Les deux protagonistes jugent leur union comme hautement complémentaire. Intégrer Air Liquide est perçu par l'acteur américain comme une opportunité de choix en raison notamment de la vaste présence mondiale du groupe français. Fort d'un chiffre d'affaires de 5,3 Mrds $ en 2014, recensant plus de 17 000 salariés, Airgas est profondément implanté aux États-Unis, mais aussi présent au Mexique et au Canada. Mais pas au-delà. Air Liquide (15,4 Mrds € en 2014) recense 50 000 employés à travers 80 pays dans le monde.
 

Côté français, Airgas est séduisant pour sa position de leader aux États-Unis sur le marché des gaz conditionnés et des produits et services associés. Ensemble, Air Liquide estime qu'ils pourraient améliorer leurs offres et s'ouvrir de nouveaux marchés. Surtout, avec Airgas, le géant tricolore changerait profondément la ventilation géographique de ses ventes. La part des Amériques dans le chiffre d'affaires de la division Gaz et services passerait de 24 % à 42 %. Celle de l'Europe se réduirait de 48 % à 37 %. De quoi être bien moins exposé sur un marché morose, et bien mieux positionné sur un marché en pleine croissance, porté par les grands projets industriels et une énergie bon marché.
 

Sur le papier, cette opération semble bien partie pour aboutir.
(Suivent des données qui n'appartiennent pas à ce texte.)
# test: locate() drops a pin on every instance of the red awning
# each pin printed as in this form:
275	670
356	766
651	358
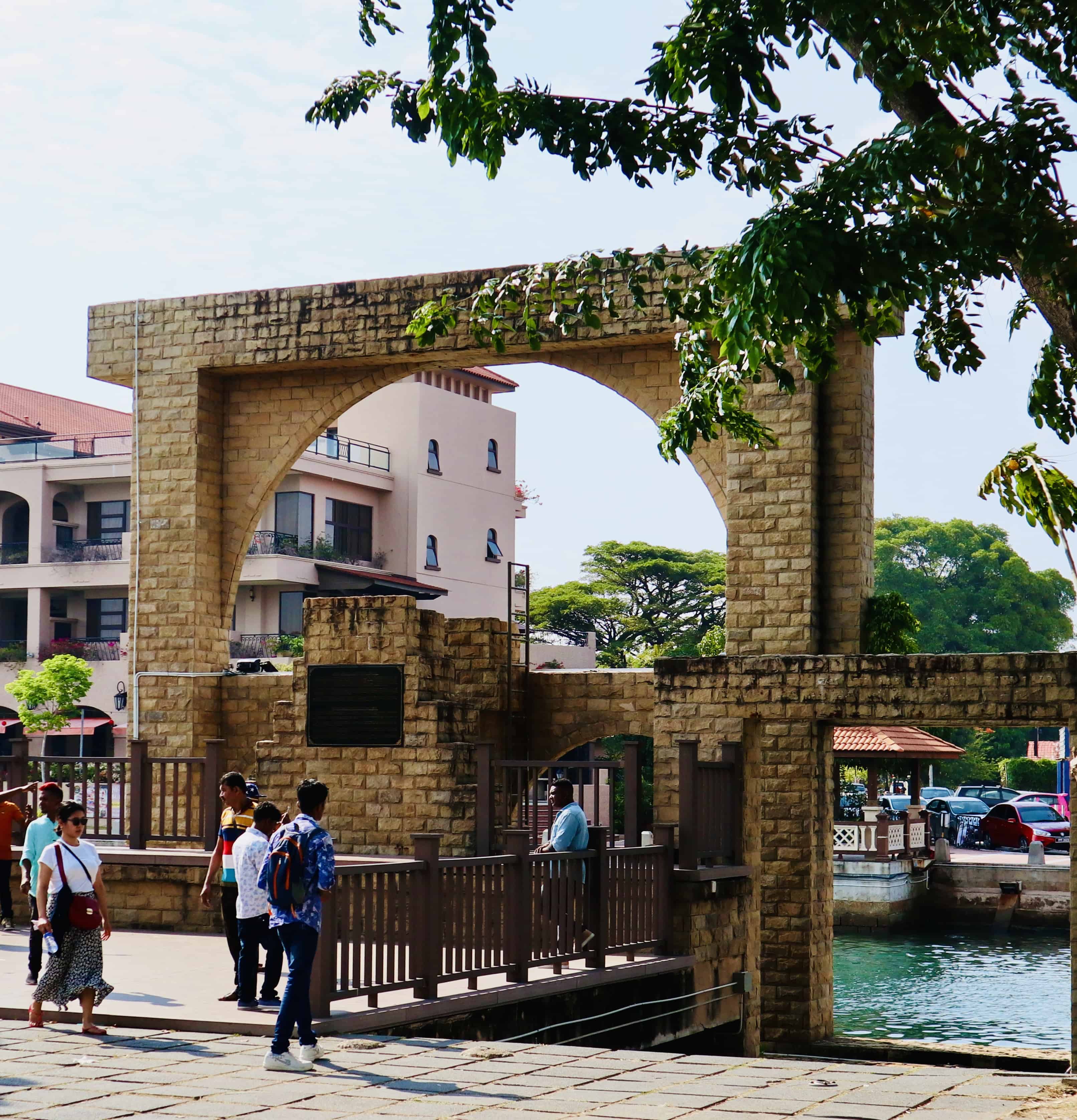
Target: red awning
91	724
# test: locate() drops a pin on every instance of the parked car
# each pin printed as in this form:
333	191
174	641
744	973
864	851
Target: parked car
989	794
953	818
934	791
1015	825
1058	801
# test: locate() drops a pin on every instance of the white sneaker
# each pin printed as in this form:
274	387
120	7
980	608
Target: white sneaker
287	1062
313	1053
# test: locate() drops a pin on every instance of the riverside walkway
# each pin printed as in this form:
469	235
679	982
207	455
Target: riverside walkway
165	1075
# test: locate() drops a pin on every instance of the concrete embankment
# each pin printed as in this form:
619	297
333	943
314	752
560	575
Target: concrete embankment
978	889
1022	897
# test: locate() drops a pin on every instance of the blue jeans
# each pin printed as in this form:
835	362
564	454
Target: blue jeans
300	941
255	932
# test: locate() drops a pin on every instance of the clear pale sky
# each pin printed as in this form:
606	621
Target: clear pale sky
154	150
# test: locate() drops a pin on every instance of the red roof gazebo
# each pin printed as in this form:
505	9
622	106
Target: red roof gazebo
886	746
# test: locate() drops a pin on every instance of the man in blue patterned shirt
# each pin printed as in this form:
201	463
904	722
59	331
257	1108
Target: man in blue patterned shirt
298	930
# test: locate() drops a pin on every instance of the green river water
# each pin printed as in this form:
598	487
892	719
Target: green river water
963	987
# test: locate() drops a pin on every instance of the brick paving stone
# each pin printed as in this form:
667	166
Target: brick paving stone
726	1115
214	1109
630	1111
857	1111
885	1096
985	1105
996	1088
794	1091
770	1107
695	1101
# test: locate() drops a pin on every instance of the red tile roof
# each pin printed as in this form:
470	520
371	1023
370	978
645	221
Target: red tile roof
499	379
911	742
58	416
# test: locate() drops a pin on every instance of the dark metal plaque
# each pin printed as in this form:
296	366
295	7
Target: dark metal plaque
355	706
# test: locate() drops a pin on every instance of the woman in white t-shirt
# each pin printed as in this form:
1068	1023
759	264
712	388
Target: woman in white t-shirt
74	973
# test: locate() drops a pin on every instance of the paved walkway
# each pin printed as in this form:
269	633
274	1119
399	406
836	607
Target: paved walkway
175	979
168	1075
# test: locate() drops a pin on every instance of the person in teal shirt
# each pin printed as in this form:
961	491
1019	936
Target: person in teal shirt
39	835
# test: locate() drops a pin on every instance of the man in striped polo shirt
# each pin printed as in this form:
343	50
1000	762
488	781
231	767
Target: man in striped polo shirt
237	817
Mais ce n'est pas encore gravé dans le marbre. Les conditions actuelles semblent favorables grâce au feu vert unanime des deux conseils d'administration. Reste à recevoir l'approbation des actionnaires d'Airgas. La situation semble en tout cas nettement plus prometteuse que lorsque Air Products avait tenté d'acquérir Airgas. Un raid d'un an qui s'était soldé par un échec début 2011, après un refus obstiné de la cible. Toutefois, la proposition actuelle d'Air Liquide peut toujours être contrée par une offre alléchante.